The “heartbreaking” movie that betrayed Rebecca Hall: “It was quite shocking”
If you enjoyed Demi Moore in Coralie Fargeat’s mental 2024 body horror movie The Substance, then there’s a good chance you’ll want to catch Rebecca Hall in The Beauty as well, another fairly jaw-dropping effort from American Horror Story creator Ryan Murphy.
The similarities to The Substance are clear; this is another story of high-end celebs attempting to prolong their good looks by virtue of injecting something, causing all kinds of monstrous dysmorphia, and people literally exploding for seemingly no reason. Hall plays an FBI agent trying to work out what’s going on, only to get dragged into it all herself.
Another major link is that Demi Moore’s former husband, Ashton Kutcher, is also in the show as a tech billionaire and creator of the substance they call ‘The Beauty’, which neatly closes the circle to Fargeat’s brilliant film that was nominated for five Oscars a couple of years ago. For Hall, meanwhile, it’s the first time she’s done a major US TV show, although she did lead a Prime Video sci-fi series called Tales From the Loop back in 2020.
Mostly she’s been known for a 20-year career in film, excelling in everything from the Ben Affleck heist movie The Town in 2010 to the uber-spooky horror The Awakening the following year, a performance that won her Best Actress at the British Independent Film Awards.
She made her breakthrough a few years before that, however, under Christopher Nolan, no less, in the twisty magicians drama The Prestige, again winning award nominations and garnering industry attention sufficient to land her a major role in Woody Allen’s 2008 comedy Vicky Cristina Barcelona with Scarlett Johansson and Javier Bardem.
It proved an inspired choice, with Hall picking up a Golden Globe nomination for ‘Best Actress’ and led to five years of success for her working with everyone from Bruce Willis to Will Ferrell, before in 2013 came the call many actors have their fingers crossed for, the chance to do a Marvel movie.

The film in question was Iron Man 3, a $200million movie that continued one of Marvel’s most successful franchises, with Robert Downey Jr and Gwyneth Paltrow in the lead roles as Iron Man dealt with the fallout from the first Avengers movie the previous year.

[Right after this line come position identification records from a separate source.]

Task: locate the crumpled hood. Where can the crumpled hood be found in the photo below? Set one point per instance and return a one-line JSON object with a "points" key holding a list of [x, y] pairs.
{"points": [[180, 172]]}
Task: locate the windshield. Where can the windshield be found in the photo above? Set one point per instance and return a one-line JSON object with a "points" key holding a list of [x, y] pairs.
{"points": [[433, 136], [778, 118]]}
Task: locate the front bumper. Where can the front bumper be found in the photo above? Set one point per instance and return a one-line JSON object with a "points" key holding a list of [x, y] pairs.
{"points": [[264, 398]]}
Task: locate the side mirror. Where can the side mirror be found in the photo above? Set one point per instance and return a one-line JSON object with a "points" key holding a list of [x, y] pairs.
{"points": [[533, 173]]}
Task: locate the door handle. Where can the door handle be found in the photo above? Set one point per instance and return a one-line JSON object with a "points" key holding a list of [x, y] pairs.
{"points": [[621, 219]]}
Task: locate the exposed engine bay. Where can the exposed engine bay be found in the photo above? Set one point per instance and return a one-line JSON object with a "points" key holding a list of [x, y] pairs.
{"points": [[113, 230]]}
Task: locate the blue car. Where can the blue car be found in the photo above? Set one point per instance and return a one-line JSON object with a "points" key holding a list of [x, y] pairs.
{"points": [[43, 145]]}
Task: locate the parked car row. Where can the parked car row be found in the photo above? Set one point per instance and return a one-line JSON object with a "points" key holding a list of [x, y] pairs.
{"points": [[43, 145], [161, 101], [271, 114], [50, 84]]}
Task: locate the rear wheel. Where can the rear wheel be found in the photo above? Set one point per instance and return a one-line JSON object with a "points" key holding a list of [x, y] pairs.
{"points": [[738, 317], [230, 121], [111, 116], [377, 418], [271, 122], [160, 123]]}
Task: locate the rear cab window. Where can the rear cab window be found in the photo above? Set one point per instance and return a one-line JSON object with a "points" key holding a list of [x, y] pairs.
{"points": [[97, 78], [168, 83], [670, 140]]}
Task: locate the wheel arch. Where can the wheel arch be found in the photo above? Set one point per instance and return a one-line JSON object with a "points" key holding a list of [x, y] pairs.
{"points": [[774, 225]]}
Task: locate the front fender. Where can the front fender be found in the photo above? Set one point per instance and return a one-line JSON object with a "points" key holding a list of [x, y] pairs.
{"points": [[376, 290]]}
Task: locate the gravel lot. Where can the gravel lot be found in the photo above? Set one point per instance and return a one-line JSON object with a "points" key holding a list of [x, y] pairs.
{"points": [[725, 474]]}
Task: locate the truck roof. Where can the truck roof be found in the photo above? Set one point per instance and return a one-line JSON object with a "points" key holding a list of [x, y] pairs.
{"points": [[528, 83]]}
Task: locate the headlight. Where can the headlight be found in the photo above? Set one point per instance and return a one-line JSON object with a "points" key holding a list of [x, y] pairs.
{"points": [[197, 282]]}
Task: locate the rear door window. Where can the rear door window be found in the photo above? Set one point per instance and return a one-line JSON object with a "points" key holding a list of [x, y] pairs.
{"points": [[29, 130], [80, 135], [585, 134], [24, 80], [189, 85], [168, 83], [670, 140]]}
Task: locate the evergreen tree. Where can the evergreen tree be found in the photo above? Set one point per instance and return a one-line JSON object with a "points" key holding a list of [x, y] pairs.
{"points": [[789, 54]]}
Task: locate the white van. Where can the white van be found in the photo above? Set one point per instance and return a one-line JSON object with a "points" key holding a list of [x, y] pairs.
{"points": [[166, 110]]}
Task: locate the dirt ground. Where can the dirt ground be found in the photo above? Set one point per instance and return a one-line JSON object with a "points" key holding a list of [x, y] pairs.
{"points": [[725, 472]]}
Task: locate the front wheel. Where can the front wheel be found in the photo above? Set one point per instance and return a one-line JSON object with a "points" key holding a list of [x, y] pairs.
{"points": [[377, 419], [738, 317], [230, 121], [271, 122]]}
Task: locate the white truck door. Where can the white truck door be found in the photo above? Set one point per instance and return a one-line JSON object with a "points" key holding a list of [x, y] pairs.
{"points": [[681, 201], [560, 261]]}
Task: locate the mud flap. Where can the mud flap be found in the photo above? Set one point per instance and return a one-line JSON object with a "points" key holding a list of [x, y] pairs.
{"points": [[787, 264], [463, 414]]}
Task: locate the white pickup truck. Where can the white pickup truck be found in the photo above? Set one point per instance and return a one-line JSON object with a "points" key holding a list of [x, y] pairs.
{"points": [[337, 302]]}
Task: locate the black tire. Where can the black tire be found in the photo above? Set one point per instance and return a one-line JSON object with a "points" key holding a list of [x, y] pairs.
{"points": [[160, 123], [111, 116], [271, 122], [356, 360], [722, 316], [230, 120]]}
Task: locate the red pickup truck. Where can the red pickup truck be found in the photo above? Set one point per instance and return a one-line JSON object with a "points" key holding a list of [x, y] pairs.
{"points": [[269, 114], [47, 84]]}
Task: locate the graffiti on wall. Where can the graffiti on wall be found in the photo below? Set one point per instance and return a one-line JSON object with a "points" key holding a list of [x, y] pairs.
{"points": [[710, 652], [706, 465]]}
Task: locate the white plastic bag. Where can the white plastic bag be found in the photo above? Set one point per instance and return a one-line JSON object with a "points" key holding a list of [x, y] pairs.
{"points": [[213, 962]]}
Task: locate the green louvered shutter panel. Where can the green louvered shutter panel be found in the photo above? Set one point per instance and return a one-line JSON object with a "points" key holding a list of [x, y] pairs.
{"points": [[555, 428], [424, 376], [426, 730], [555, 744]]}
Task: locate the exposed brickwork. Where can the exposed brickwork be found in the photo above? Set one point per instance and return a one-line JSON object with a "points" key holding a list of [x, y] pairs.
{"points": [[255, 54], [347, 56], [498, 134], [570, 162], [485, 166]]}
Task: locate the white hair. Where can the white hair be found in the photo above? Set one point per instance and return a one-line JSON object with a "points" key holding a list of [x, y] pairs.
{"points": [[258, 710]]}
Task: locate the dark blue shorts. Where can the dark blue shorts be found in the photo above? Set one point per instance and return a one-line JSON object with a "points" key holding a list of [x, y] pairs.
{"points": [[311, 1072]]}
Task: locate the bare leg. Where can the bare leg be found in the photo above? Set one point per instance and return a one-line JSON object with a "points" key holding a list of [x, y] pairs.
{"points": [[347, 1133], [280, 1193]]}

Hall was handed the role of Maya Hansen, a genetic scientist working for Guy Pearce’s revenge-seeking tycoon Aldrich Killian.
But her excitement was cut short, as was her screentime in the end, when producers on the film decided evil female characters wouldn’t work as merchandise, resulting in her performance being considerably less prominent in the final cut.
Hall spoke of her disappointment some years later, saying: “I signed up to a role that played to the end of the film, and had a big part in the ending, a significant role. But halfway through filming, that all changed. It was quite shocking. It happens more than you think.”
Iron Man 3 was a vast hit regardless, bringing in over $1.2m at the box office and nominated for an Oscar for Best Visual Effects. But Hall dealt with it in the most admirable way possible, setting out to do things herself to huge success.
She added, “It was heartbreaking, but that was a few years ago now. They have to be able to sell female action figures now if they are putting women in lead roles. I hope everything will trickle down accordingly.”
She showed just how far she had come when she wrote and directed Passing in 2021, a film about two young black female friends in 1920s New York that was critically acclaimed across the board, winning Hall a raft of nominations and a nod for Ruth Negga as ‘Best Actress’ from the Golden Globes.